Resolving deltas: 100% (2/2), done.
janne@shell:/tmp$ cd nlohmannjsontest/
janne@shell:/tmp/nlohmannjsontest$ make
g++  -I inc -Wno-deprecated  -c -o main_3.11.3.o src/main_3.11.3.cpp
g++   main_3.11.3.o   -o main_3.11.3
g++  -I inc -Wno-deprecated  -c -o main_2.1.1.o src/main_2.1.1.cpp
g++   main_2.1.1.o   -o main_2.1.1
strip main_3.11.3
strip main_2.1.1
strings main_3.11.3 | grep "json.hpp"
inc/nlohmann3.11.3/json.hpp
strings main_2.1.1 | grep "json.hpp"
inc/nlohmann2.1.1/json.hpp

So, the path is imprinted.


Solution

  • This is going to be exactly the same stuff I told you over IRC, but at least here the answer will be archived.

    This is a classic reproducible builds (https://reproducible-builds.org) problem. There are most likely build paths in the generated output: it could be other non-deterministic sources, until you've verified its build paths you can't be sure.

    Lots of things to try:

    • Strip the binaries and see if they're now identical. If they are then you know you've isolated the problem to the debug symbols.
    • Run strings on the (unstripped) binaries and look for paths. Check for path components in case there is code generation that transforms the path, e.g. _home_ross_yocto could be a symbol name.
    • Get two binaries built (ideally on the same machine, just different build trees) and run diffoscope over them. This will tell you exactly where the differences are.

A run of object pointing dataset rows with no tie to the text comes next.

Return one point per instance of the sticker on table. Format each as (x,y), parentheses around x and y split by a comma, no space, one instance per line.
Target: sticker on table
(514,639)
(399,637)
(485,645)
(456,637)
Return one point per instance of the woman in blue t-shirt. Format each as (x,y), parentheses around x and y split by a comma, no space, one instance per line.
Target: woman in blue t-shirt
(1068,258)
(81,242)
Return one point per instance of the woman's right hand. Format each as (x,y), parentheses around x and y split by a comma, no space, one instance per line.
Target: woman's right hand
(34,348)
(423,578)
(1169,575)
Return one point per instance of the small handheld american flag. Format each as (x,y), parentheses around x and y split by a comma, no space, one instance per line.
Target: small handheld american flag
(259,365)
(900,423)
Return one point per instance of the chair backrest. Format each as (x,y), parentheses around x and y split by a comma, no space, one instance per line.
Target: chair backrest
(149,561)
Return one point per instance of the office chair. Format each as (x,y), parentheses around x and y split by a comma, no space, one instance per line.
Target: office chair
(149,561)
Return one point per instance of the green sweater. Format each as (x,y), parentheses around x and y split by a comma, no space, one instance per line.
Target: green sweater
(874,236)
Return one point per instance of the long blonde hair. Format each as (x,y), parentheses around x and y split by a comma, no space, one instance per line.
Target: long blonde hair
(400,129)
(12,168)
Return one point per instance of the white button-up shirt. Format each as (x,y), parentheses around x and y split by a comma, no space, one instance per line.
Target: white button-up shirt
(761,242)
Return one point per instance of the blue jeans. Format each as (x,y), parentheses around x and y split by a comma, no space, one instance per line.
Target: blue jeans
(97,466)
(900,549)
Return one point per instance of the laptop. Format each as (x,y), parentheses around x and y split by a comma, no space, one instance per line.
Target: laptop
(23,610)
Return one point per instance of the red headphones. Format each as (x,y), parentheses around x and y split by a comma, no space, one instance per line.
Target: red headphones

    When you know what exactly is causing the difference, it's normally quite simple to fix.

    Some common problems:

    • A subset of the build forgets to respect the passed in CFLAGS so doesn't build with -fdebug-prefix-map (set in DEBUG_PREFIX_MAP). This is common with assembler code which can still emit debug symbols but doesn't often get passed the right flags. Easily fixed by ensuring the right flags are passed.
    • Generated source embeds the build path somehow, maybe in variable names or references to the real source.
    • Code may embed the value of CC CFLAGS etc as strings for informative purposes.

    Worked example: packages using cython are non-reproducible. Diffoscope showed that there are two causes:

    1. the source package contains generated code which embed build paths
    2. the binaries have strings and symbols containing the build path

    For (1) the references are in comments that are not needed after the build, so we can just strip them out. For (2) the string is the path to the original source file, and luckily the variable name is generated from the string value. So I implemented path remapping à la -fdebug-prefix-map here and remap S and B.